When you have moved back to Canada, yuo have a date of entry and the number of days is irrelevant. 

The number of days is used when someone is in and out of the country, (usually on a regular basis),  NOT when one moves to Canada to live. If you moved here with husband on Sept 1 and spent 90 out of the next 120 days working in the USA, you would be taxable in Canada because of your move here. 

In other words, you are taxable on the income from the moment you entered Canada.

You are likely not taxable in the USA on that income unless you are still going across the border to the USA to actually perform the work.

Your email would indicate that you must have had a visa to do the work there but will likley have given that visa up unless you are:

a -   A US citizen in which case, you are still taxable in the USA on your world income but if the work is performed in Canada, would pay tax to Canada first OR

b -   You have a green card and filed form I-131 before you left the USA to keep your green card alive while in Canada (has to be renewed annually) OR

c -   You have an E-2 Visa which would allow you to contiue working in the US for your own company.  If it is your own company, a TN visa should not have been issued if that was what you were using OR

d -   You have an H1 to continue working for the US company in which case, although you call it your own, It would more likley be that you have a 50% or more partner in the USA.

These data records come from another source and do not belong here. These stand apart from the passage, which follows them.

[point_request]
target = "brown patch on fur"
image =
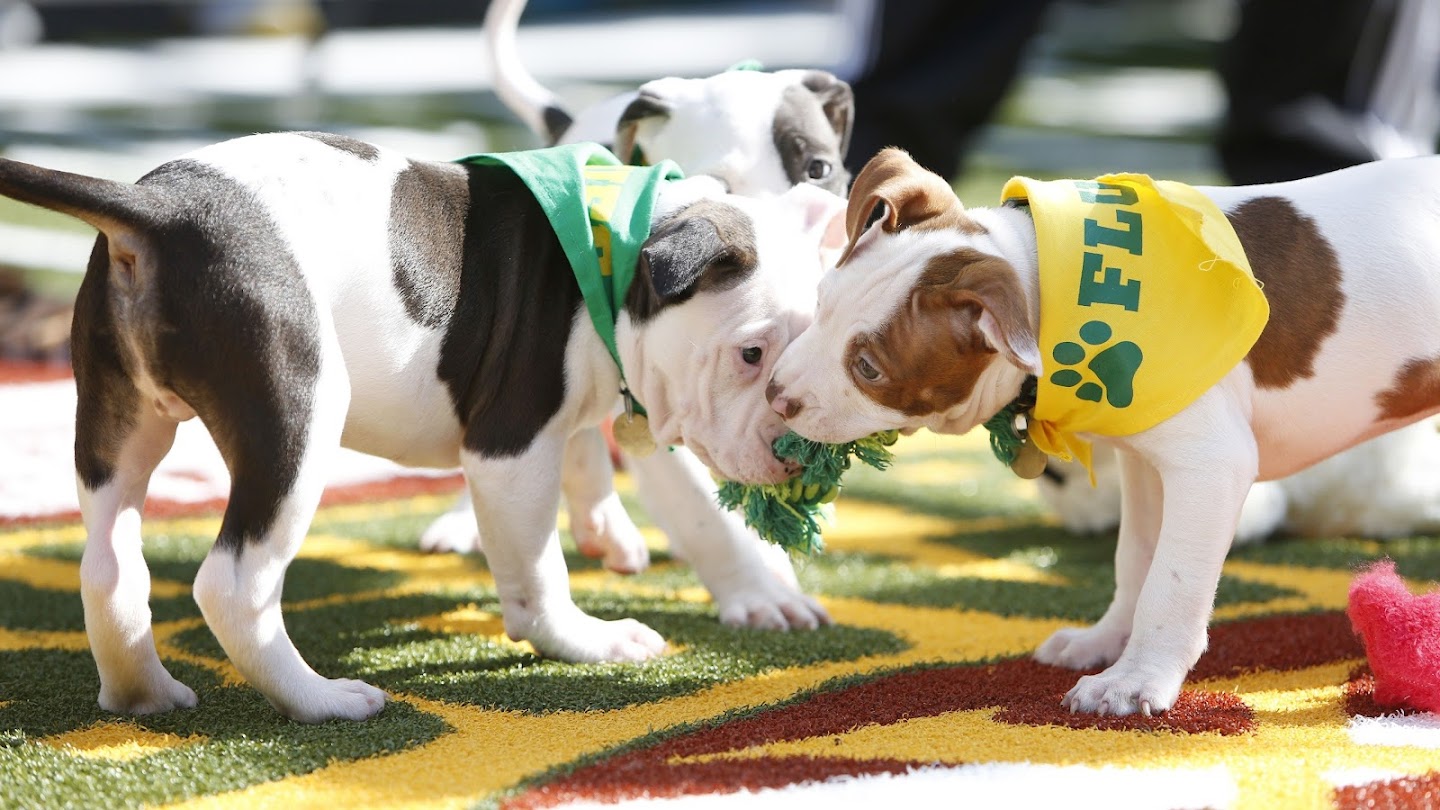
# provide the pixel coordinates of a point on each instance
(1302, 280)
(1416, 389)
(932, 350)
(913, 198)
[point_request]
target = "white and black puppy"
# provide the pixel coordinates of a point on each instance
(935, 317)
(759, 133)
(301, 291)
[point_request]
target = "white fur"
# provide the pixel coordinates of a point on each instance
(719, 126)
(379, 392)
(1194, 470)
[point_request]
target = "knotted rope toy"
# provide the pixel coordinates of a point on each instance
(786, 513)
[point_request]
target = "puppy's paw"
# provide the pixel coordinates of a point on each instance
(324, 699)
(608, 532)
(162, 695)
(452, 532)
(1083, 647)
(769, 604)
(1123, 689)
(585, 639)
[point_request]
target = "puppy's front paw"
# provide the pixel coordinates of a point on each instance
(324, 699)
(1123, 689)
(451, 532)
(585, 639)
(162, 695)
(771, 604)
(1083, 647)
(608, 532)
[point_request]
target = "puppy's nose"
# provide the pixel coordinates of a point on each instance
(785, 407)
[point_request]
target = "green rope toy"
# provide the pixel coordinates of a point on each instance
(786, 513)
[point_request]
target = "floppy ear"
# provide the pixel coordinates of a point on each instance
(984, 294)
(647, 104)
(837, 101)
(706, 247)
(912, 195)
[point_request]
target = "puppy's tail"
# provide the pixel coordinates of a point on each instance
(107, 205)
(527, 98)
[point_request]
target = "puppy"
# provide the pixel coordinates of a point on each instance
(758, 131)
(301, 291)
(1386, 487)
(933, 319)
(762, 134)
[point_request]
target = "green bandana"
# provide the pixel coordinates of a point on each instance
(599, 209)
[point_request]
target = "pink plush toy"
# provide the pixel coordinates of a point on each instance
(1401, 634)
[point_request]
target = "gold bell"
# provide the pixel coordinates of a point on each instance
(632, 430)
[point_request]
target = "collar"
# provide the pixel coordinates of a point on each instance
(601, 212)
(1145, 297)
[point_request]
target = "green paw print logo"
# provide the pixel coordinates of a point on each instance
(1113, 366)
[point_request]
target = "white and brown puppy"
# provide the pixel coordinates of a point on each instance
(301, 291)
(761, 133)
(932, 322)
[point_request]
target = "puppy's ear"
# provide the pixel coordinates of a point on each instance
(837, 101)
(984, 294)
(645, 105)
(912, 195)
(709, 245)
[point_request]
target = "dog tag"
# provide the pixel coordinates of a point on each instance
(632, 434)
(1030, 461)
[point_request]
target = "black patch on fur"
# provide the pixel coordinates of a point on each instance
(108, 402)
(350, 146)
(812, 130)
(644, 105)
(503, 355)
(556, 123)
(707, 247)
(234, 332)
(428, 208)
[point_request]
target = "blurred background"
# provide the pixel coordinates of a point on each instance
(117, 87)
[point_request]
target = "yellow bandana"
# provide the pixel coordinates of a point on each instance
(1145, 301)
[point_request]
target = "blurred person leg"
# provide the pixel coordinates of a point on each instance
(930, 72)
(1326, 84)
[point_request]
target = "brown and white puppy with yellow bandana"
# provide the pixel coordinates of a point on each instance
(933, 316)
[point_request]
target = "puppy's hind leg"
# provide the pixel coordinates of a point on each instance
(277, 443)
(118, 441)
(1100, 644)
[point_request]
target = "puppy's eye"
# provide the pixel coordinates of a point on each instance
(864, 369)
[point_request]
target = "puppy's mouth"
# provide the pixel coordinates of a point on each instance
(769, 472)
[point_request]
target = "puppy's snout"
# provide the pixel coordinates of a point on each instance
(784, 405)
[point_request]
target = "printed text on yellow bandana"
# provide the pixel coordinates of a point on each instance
(1145, 301)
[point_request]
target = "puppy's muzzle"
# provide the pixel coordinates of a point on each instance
(784, 405)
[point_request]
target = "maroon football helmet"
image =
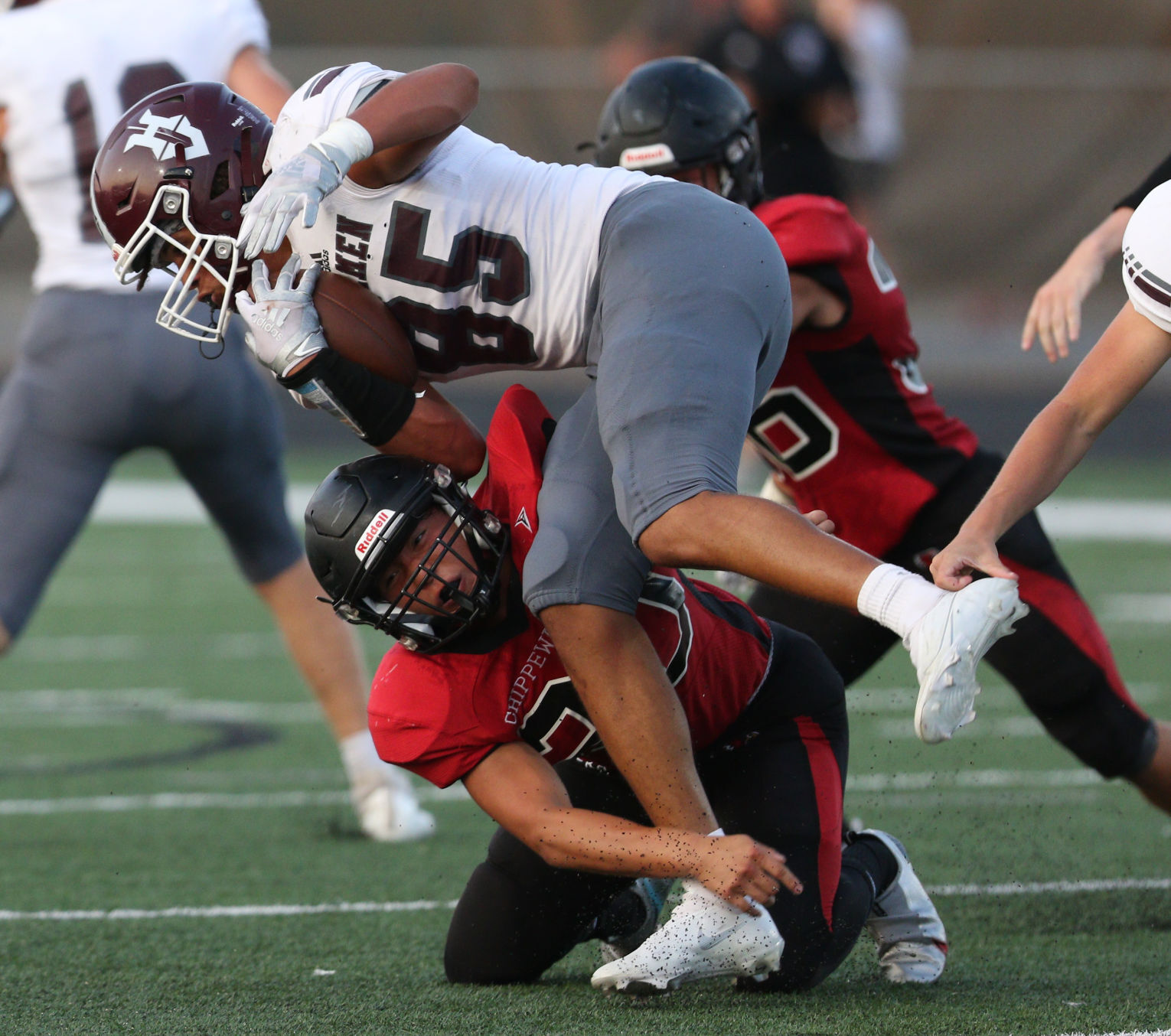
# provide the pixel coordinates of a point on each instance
(187, 157)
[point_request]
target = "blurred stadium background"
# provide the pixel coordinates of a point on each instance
(1023, 124)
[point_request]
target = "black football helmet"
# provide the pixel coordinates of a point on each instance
(680, 112)
(362, 516)
(188, 157)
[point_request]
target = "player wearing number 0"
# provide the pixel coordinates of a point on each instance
(852, 428)
(493, 260)
(96, 378)
(481, 696)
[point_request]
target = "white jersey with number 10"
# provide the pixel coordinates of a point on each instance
(61, 102)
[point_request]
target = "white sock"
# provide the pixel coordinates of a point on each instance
(897, 598)
(360, 757)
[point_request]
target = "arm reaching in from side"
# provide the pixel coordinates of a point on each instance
(525, 795)
(438, 432)
(1055, 314)
(1127, 356)
(254, 79)
(383, 141)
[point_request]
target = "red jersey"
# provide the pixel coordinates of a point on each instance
(850, 423)
(442, 715)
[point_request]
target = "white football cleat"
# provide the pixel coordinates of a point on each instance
(948, 643)
(912, 943)
(388, 808)
(704, 938)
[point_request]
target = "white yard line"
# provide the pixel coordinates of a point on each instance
(925, 781)
(201, 800)
(1144, 1033)
(278, 910)
(411, 906)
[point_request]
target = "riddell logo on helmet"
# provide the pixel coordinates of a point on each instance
(163, 136)
(370, 536)
(647, 156)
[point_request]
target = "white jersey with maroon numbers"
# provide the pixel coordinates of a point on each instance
(1147, 258)
(61, 103)
(485, 256)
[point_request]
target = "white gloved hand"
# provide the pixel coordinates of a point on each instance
(301, 185)
(284, 328)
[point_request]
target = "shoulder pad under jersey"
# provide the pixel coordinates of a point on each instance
(808, 227)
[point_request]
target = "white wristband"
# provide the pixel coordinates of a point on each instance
(344, 143)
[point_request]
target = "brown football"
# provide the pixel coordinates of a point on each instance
(357, 324)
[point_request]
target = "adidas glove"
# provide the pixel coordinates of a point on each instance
(284, 328)
(301, 185)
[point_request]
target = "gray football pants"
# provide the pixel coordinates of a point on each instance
(690, 322)
(97, 378)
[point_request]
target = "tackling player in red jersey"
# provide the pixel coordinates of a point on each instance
(850, 428)
(475, 691)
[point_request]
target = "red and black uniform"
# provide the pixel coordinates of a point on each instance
(767, 719)
(854, 430)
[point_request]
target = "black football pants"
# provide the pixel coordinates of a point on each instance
(778, 774)
(1058, 660)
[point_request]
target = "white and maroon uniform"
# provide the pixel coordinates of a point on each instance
(68, 70)
(486, 256)
(491, 260)
(96, 377)
(1147, 258)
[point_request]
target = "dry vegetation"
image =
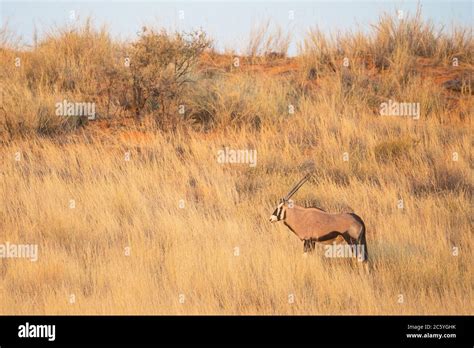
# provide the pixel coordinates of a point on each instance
(191, 250)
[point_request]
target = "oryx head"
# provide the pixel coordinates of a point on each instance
(279, 214)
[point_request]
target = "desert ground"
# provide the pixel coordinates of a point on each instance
(133, 213)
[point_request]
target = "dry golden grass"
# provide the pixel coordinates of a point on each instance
(191, 250)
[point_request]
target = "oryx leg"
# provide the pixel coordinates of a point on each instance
(354, 242)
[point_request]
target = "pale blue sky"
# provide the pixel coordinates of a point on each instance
(227, 22)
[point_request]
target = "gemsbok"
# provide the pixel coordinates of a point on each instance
(313, 225)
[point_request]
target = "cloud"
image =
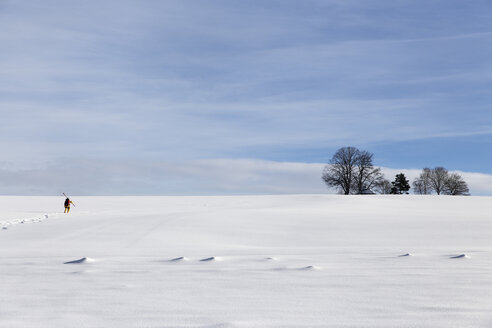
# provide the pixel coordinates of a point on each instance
(195, 177)
(176, 81)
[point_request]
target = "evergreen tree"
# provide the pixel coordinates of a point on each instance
(400, 185)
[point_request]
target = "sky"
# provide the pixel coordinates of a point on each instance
(238, 97)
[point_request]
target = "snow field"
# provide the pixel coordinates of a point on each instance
(246, 261)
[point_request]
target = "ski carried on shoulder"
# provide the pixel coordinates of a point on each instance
(68, 198)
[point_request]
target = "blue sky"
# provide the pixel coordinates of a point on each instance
(159, 82)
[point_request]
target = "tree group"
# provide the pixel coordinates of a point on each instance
(438, 180)
(351, 171)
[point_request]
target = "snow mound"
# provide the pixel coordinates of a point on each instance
(405, 255)
(209, 259)
(80, 261)
(178, 259)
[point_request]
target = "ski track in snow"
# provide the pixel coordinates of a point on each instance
(6, 223)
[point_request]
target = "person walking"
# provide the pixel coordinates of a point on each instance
(67, 205)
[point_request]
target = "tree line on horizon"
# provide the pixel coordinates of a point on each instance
(351, 171)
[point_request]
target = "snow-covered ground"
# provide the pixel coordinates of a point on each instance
(246, 261)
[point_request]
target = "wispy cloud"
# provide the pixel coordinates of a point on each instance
(179, 81)
(195, 177)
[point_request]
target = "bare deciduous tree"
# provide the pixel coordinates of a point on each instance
(421, 185)
(383, 187)
(352, 172)
(455, 185)
(340, 172)
(437, 178)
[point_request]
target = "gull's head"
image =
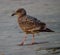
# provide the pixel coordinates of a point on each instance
(20, 12)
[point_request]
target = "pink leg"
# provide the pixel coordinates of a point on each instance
(22, 43)
(33, 40)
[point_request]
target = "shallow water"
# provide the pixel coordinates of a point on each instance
(10, 34)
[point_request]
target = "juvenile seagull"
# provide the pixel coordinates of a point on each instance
(29, 24)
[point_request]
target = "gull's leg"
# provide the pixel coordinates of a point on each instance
(24, 38)
(33, 40)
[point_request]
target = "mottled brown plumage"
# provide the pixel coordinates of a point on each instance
(29, 24)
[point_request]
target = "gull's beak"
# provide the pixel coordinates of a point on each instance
(13, 14)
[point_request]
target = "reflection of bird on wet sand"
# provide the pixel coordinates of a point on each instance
(29, 24)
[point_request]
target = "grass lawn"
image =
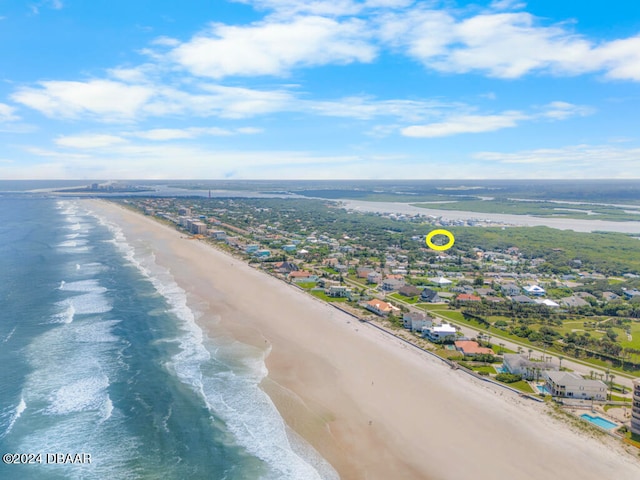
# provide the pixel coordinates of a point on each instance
(484, 368)
(402, 298)
(522, 386)
(327, 298)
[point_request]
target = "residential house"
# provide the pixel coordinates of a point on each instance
(572, 385)
(510, 289)
(465, 297)
(522, 299)
(483, 292)
(253, 248)
(462, 289)
(610, 296)
(363, 272)
(471, 348)
(549, 303)
(379, 307)
(286, 267)
(339, 291)
(416, 321)
(302, 276)
(440, 333)
(430, 296)
(521, 365)
(635, 409)
(390, 284)
(629, 294)
(374, 277)
(492, 299)
(535, 290)
(409, 291)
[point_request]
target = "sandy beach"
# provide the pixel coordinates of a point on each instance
(372, 406)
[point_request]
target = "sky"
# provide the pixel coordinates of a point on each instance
(319, 89)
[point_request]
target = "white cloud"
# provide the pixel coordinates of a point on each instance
(605, 161)
(89, 141)
(102, 99)
(472, 123)
(7, 113)
(192, 132)
(465, 124)
(505, 44)
(274, 48)
(563, 110)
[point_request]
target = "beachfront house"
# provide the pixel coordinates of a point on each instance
(440, 333)
(521, 365)
(430, 296)
(572, 385)
(338, 291)
(302, 276)
(510, 289)
(416, 321)
(467, 297)
(380, 307)
(535, 290)
(471, 348)
(635, 409)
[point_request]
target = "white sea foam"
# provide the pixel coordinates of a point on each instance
(91, 303)
(233, 395)
(21, 407)
(8, 337)
(66, 315)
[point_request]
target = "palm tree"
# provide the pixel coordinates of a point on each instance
(611, 377)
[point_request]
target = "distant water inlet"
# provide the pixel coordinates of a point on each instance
(599, 421)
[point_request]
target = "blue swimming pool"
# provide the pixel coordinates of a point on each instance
(599, 421)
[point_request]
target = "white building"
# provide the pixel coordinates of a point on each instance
(416, 321)
(534, 290)
(635, 410)
(521, 365)
(440, 333)
(572, 385)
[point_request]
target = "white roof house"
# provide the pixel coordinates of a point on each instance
(548, 303)
(439, 333)
(572, 385)
(534, 290)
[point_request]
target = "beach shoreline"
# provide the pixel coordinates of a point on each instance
(371, 406)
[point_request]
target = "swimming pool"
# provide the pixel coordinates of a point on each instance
(599, 421)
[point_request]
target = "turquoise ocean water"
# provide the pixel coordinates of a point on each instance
(100, 354)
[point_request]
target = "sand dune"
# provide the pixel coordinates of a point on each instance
(373, 407)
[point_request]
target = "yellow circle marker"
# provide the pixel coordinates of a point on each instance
(440, 248)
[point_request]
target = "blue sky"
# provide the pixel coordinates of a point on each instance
(319, 89)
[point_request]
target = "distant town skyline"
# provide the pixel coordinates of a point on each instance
(319, 89)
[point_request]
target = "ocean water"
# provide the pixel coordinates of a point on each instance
(102, 355)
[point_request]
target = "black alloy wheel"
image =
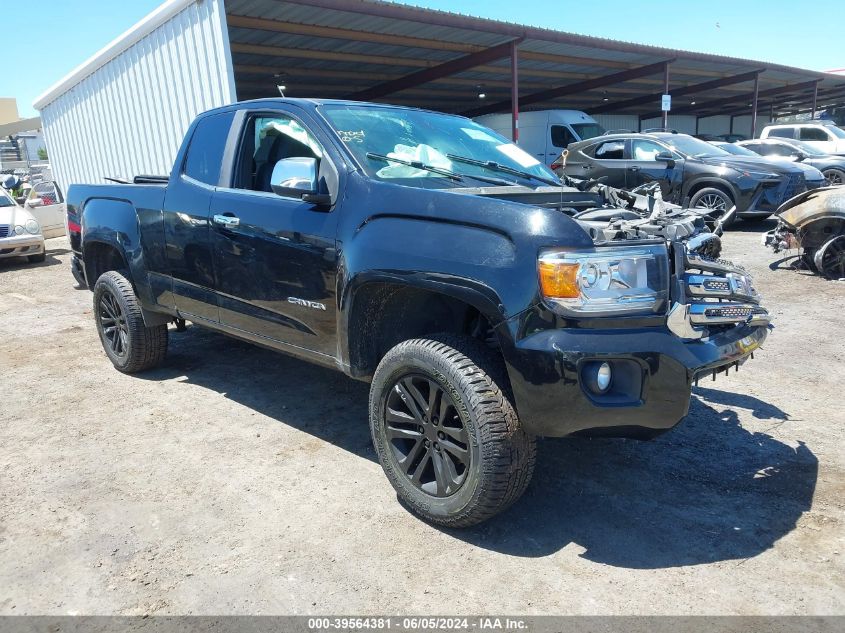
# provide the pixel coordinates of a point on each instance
(428, 440)
(830, 258)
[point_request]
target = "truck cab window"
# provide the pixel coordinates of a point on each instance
(205, 153)
(266, 141)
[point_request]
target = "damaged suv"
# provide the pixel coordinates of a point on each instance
(486, 302)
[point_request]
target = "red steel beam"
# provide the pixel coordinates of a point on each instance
(754, 104)
(678, 92)
(452, 67)
(575, 88)
(514, 92)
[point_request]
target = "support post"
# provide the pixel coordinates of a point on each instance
(515, 92)
(754, 107)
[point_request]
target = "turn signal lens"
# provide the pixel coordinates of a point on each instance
(559, 280)
(606, 281)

If you are physically performing some or all of the work in the USA, then the IRS and New York has first claim on that money (if you worked in New York, but there is no state tax if you worked in Bellingham, Washington, or Anchorage, Alaska) and Canada has second claim.  You would pay tax to the Federal Government and the State (if in a state with income tax) first and then report the money again on line 104 of the Canadian T1.  You would then report the money again on line 433 of the schedule 1 and claim the tax, FICA, Medicare and State tax on line 431 of the Schedule 1 (fill out T2209 first) and then put any excess on line 48 of schedule 428 (fill out T2036) if there was some left over to claim against your provincial tax.

If you are a US citizen or green card holder and are working in Canada only, you would pay the tax to Canada first and then claim the Fed Tax, Prov Tax and CPP you paid to Canada as a foreign tax credit on US form 1116.

Another possible scenario would be that you are a US citizen who does not really want to live and work in Canada even though your husband is here.  You have sort of moved her but opened an office in Bellingham or Marysville across the border  and are spending a lot of time there and are a factual resident of Canada have to report your world income but not taxable on income not earned in Canada.  In this case, (I have a couple of dozen of these where the wife lives and works in teh US and the husband in Canada or vice versa), you report your incometo Canda but exempt all US income on line 256 under Article IV of the US/Canada Income Tax Treaty.